Facts About Tiangong-1 China’s ‘Heavenly Palace’ In Space
Tiangong-1 Space Station
It is appropriate that Tiangong-1 literally means ‘Heavenly Palace’ in Chinese, being the first habitable space station to serve as a manned laboratory launched by China. Three Chinese Shenzhou spacecraft visited Tiangong-1 while it was in orbit, paving the way for a larger modular Chinese space station in the future.
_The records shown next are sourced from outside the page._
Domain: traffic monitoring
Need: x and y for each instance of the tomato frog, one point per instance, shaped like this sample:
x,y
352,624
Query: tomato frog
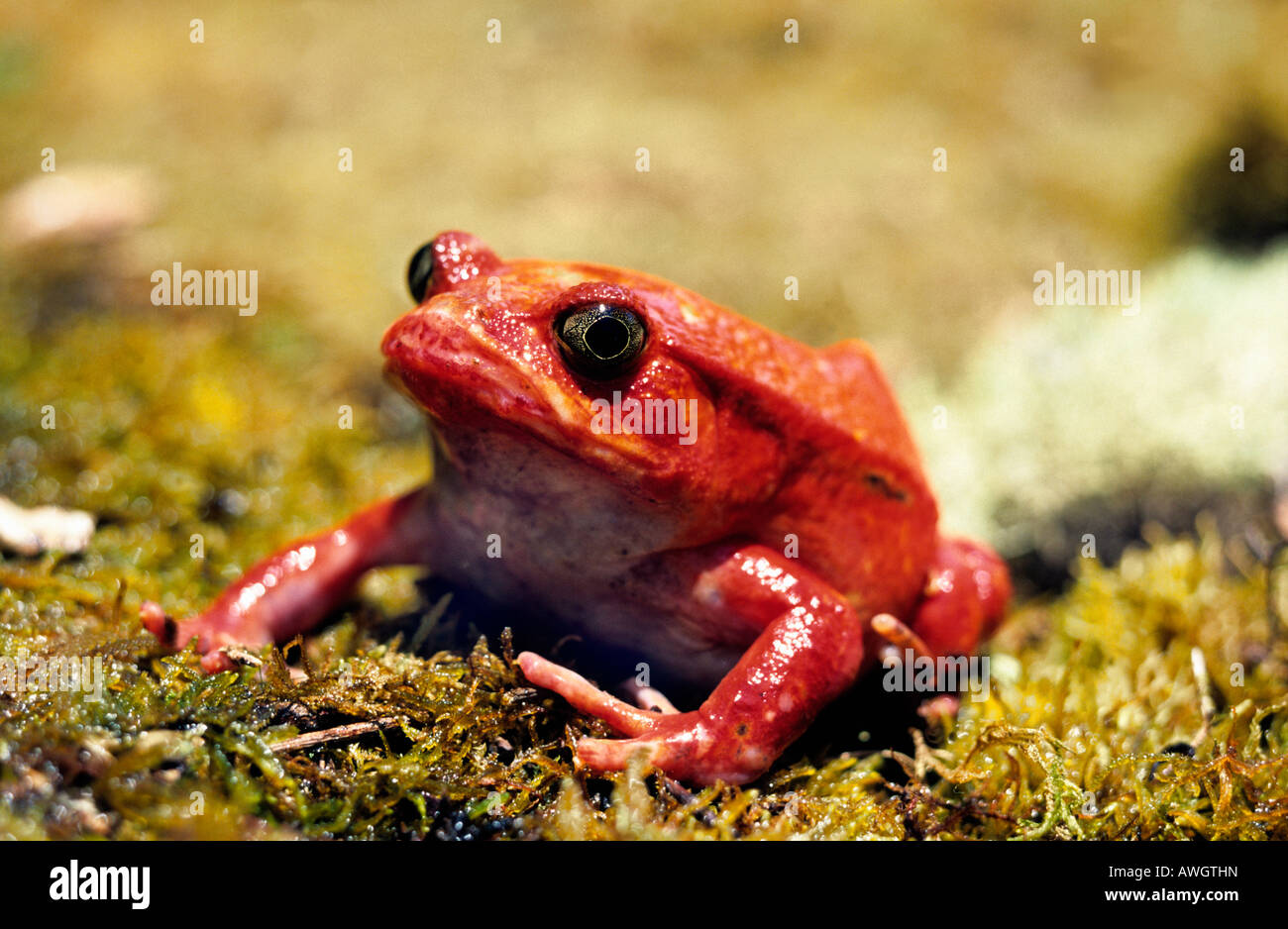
x,y
664,476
The Tiangong-1 re-entered the Earth’s atmosphere and burnt up over the Pacific Ocean on April 2nd 2018.
Tiangong-1 Station Fast Summary Facts!
- Type: Space Station testbed
- Destination: Low Earth Orbit (LEO)
- Status: Deorbited
- Launch Location: Jiuquan Satellite Launch Centre
- Launch Date: September 29th 2011
- Re-entry Date: April 2nd 2018
- Mission Duration: 4 ½ years
Read About China’s Tiangong-1 Small Space Station
- The Tiangong-1 ‘space-laboratory’ is comprised of two main sections; a service module-type section with its solar panels and propulsion systems, and a larger pressurized 15 cm3 habitable experimental module.
- The station was 10.4 m (34 ft) in length, 3.35 m (11 ft) in diameter and over 8.5 tonnes (18,700 lbs) in mass at launch.
- Tiangong-1 space station was launched aboard the Chinese Long March 2F rocket.
- The Tiangong-1 station was visited by three Shenzhou spacecraft during its time in orbit, firstly the unmanned Shenzhou 8, followed by the Shenzhou 9 and 10 with the first female taikonaut!
- Two crew members can sleep in the Tiangong with a third sleeping in the docked Shenzhou spacecraft.
- On June 20th 2013, Wang Yaping (China’s second female taikonaut) delivered a remote video lecture from orbit to students across China, demonstrating physics in microgravity.
- The Chinese Space Agency has since launched a new small ‘Heavenly Palace’ called Tiangong-2.
- In late 2016, contact with the decommissioned station was lost so it became another piece of space junk and re-entered the Earth's atmosphere uncontrolled on April 2nd 2018 with reports that it is likely that debris made it to the Earth’s surface.